On the tip of the bow, a circular teak staircase leads to the observation deck where I lie on a sun lounge and watch in awe as the natural scenery of Ha Long Bay unfolds before my eyes — jade-green mountains, clusters of conical peaks, and karst towers capped with jungle stretch as far as the eye can see.

A sailor appears on the observation deck and raises the sails that have been dyed crimson with tannins to protect the cotton fibers from mold. Fluttering in the wind, they create a picture of old-world splendor and charm that captures the attention of every single tourist in a modern white metal cruise ship that passes by. The end of junks will not only limit cruising options on Ha Long Bay, it will make the views less colorful for all and sundry.

I ask Cuong about the irony of the longevity symbol stamped all over his boat in the face of the impending ban. “Yes, it’s sad. This will be the last generation of wooden yachts in Vietnam,” he said.

“Those junks that sank, they were badly designed. The owners were greedy. They added two or sometimes three stories on the deck of their boats to squeeze in more cabins. But the hulls weren’t big enough to support the weight. All it took was one big wave and down they went. Flat-bottomed junks should only have one level, like my boat,” he explained.

“You’d think the government would support us because junks are not just about money. They’re part of our history, our culture, a symbol of who we are.” It is hard to disagree. I have sailed on wooden yachts in the Maldives, Indonesia, Tasmania and New Zealand, but I have never seen a more photogenic marriage of wood and water than the junks of Ha Long Bay.

After two days at sea, I return to the mainland and visit Ang Hang, the boatyard where the Cat Ba Imperial is hauled out of the water twice a year for servicing. Located in the shipbuilding hub of Ha Long city on the coast, the business is named after the owner’s daughter who is the company’s bookkeeper. “I didn’t choose this job.

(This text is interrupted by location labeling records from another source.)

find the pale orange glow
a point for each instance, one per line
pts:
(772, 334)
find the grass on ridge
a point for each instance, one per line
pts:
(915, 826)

The stars in the sky choose it for me,” said Guyen Dinh Chuong. “My family has been building wooden boats for six or seven generations.”

Chuong takes me on a tour of his ramshackle yard. Old bits of wood and metal scrapings are strewn all over the ground, congealed by years of sawdust and rain. I see half a dozen men use high-pressure hoses to strip barnacles from a style of fishing boat known as the Ha Long Bay square head, a local variation of the Chinese junk, with a pilothouse in place of a sailing rig.

I ask Choung why he thinks so many junks in Ha Long Bay gained a bad reputation.

“They were cheap backpacker boats that weren’t serviced regularly, and the people working on them knew nothing about junks,” he replied, mirroring Cuong’s point of view. “When the fires started or the boats began taking in water, they didn’t know what to do. They jumped overboard to save themselves. They left passengers to their doom.”

But one tragedy should not create another, Chuong laments, adding, “It will be sad to see the junks go because they’re a part of our tradition.”